Depuis un bon bout de temps, l’Islande fait parler d’elle avec sa façon originale de gérer le travail. En misant sur une semaine plus courte, elle a lancé un modèle qui inspire le monde entier. Tout a commencé en 2015 par une phase test et, en 2019, c’est devenu officiel : les Islandais peuvent désormais profiter d’une meilleure qualité de vie sans sacrifier leur productivité.
Pourquoi et comment ils ont fait ça ?
Au départ, l’idée de réduire les heures de boulot est passée par un projet pilote impliquant environ 2 500 travailleurs (ça représente plus de 1 % des actifs). Plutôt que de forcer la main avec une loi, des accords ont permis aux employés de discuter pour raccourcir leurs semaines ou diminuer leurs heures. Grâce à cette approche flexible, tout s’est fait en douceur.
Aujourd’hui, presque 90 % des travailleurs islandais profitent d’une semaine réduite à 36 heures au lieu des 40 heures habituelles. Et surprise ! Dans certains secteurs, la productivité est restée stable ou même augmentée.
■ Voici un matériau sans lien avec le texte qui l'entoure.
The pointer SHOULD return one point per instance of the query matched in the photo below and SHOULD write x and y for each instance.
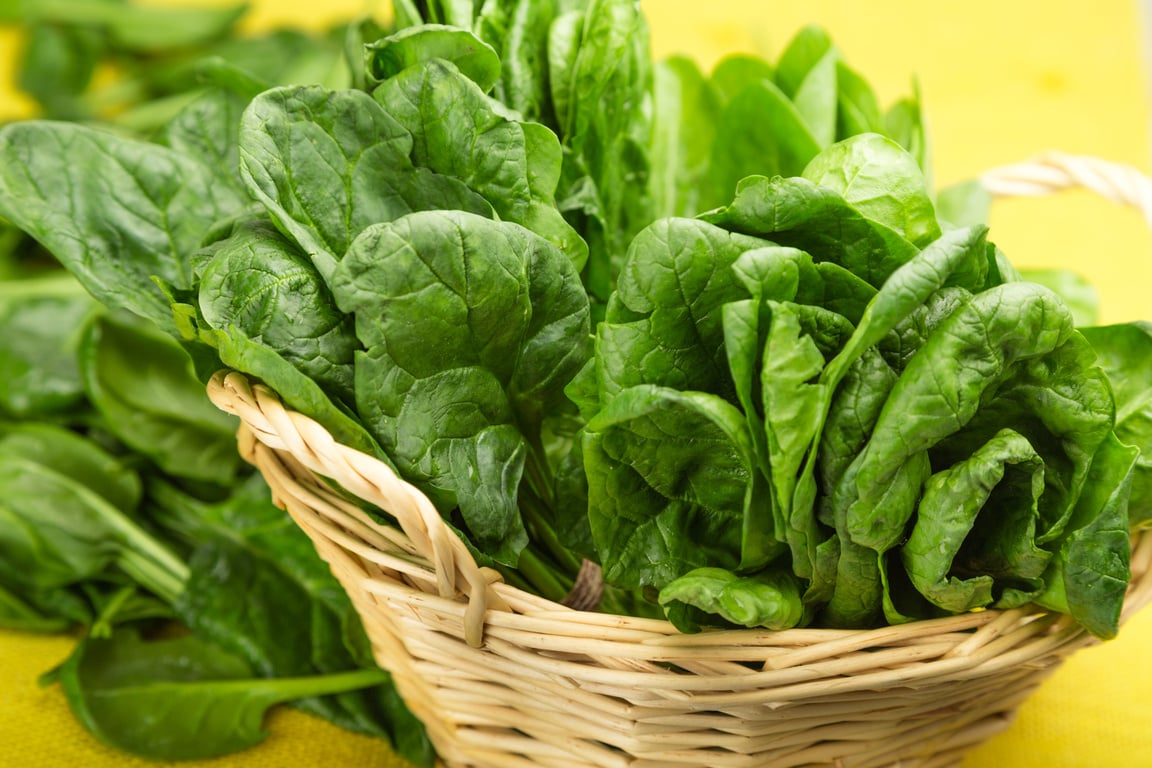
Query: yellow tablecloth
(1001, 81)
Les résultats qui parlent d’eux-mêmes
Les chiffres sont clairs : 86 % des participants à l’expérience étaient pour ce changement. Les avantages ne se limitent pas qu’au boulot. La santé mentale des employés a pris un sacré coup de boost grâce à moins de stress et une meilleure gestion entre vie pro et perso.
Côté égalité hommes-femmes, c’est aussi du positif. Avec plus de temps libre, les hommes s’impliquent davantage dans la famille, partageant mieux les tâches domestiques et parentales avec leur partenaire.
Comment ça se passe ailleurs ?
En Belgique, on compense les heures non travaillées alors qu’en Islande, rien ne bouge niveau salaire et conditions malgré le temps réduit. Ce système montre bien que le pays mise tout sur le bien-être sans toucher au portefeuille.
En plus, l’Islande peut compter sur son réseau numérique ultra-performant (même dans les coins paumés) pour soutenir efficacement le télétravail tout en gardant une bonne productivité globale.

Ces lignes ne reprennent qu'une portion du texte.